The basic process for preparing quick-rehydrating rice products is described in U.S. Pat. No. 2,438,939 to Ozai-Durrani. According to that disclosure, rice is first cooked in water to substantially gelatinize the starch and raise the moisture content of the rice grains to cause substantial swelling of the grains. The swollen grains are then dried by circulating air at a temperature of up to about 140.degree. C., through the grains. The hot air dries the grains in their enlarged condition by causing the exterior to dry first and harden. The enlarged or swollen rice grains are easier to hydrate. Products made by this process have enjoyed substantial commercial success, but are costly to produce.

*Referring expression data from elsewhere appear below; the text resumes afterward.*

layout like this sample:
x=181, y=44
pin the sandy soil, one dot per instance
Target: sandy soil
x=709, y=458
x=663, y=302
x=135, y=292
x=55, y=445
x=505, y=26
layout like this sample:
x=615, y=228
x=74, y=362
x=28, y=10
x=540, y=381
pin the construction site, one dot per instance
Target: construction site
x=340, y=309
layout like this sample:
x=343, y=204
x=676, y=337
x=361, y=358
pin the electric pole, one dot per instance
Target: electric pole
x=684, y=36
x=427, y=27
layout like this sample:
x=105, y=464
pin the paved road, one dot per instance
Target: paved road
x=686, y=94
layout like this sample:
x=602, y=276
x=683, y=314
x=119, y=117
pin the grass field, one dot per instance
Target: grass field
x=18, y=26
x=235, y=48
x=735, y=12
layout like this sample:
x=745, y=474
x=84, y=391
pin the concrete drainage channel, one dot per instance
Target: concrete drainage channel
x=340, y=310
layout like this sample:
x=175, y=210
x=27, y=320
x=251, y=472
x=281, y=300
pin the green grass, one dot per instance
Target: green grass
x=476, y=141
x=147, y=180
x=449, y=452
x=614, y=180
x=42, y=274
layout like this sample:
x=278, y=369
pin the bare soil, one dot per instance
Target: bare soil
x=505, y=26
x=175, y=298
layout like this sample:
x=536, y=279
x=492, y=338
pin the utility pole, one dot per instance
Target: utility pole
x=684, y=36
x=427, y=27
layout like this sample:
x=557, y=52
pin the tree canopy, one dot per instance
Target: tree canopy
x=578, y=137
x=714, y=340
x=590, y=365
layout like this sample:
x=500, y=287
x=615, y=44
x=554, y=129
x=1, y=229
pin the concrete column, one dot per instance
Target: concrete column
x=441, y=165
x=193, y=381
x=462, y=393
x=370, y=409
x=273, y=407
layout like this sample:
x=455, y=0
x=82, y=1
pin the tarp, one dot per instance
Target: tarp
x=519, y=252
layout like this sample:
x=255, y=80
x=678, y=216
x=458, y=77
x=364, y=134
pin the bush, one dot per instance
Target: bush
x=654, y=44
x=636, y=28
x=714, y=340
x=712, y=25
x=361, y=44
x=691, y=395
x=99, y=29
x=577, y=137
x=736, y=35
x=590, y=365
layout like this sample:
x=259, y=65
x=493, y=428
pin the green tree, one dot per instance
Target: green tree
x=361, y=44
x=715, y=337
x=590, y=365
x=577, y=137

In United Kingdom Patent Specification No. 563,792, there is described a process for cooking cereals, such as rice, for the preparation of a quick-rehydrating product. According to this disclosure, the cereal is steeped and steamed in a single vessel; however, this is a batch process. There is no recognition therein that decreased energy usage, decreased product solids losses, and time savings could be achieved in preparing a fully gelatinized rice of high quality, by continuously moving the rice through cooking and steaming zones simultaneously maintained within the same enclosed vessel.
There have been efforts to run various processes and unit operations continuously in a variety of rice processes. For example, U.S. Pat. No. 3,261,690 to Wayne, employs screw conveyors to mill rice as well as convey it to various processing units. Also, U.S. Pat. Nos. 2,498,573, 2,525,137, 2,592,407, 2,758,031, 2,801,176, and 3,085,011 disclose employing separate screw conveyors for each of the processing steps of soaking, steaming and drying the rice. Simple conveying of rice by screw conveyor is also disclosed. However, none of these references recognized that substantial efficiencies and savings could be obtained in the preparation of a fully gelatinized rice by carrying out both the cooking and steaming steps in the same vessel with continuous movement of the rice from a water cooking zone to a steaming zone.
The use of pressure cookers employing continuous screw conveyors is known for steam peeling potatoes, steaming oysters, and the like processes; however, their use with water in a first zone to cook a potentially sticky product such as rice and then steam in a second zone within the same enclosed chamber is unknown.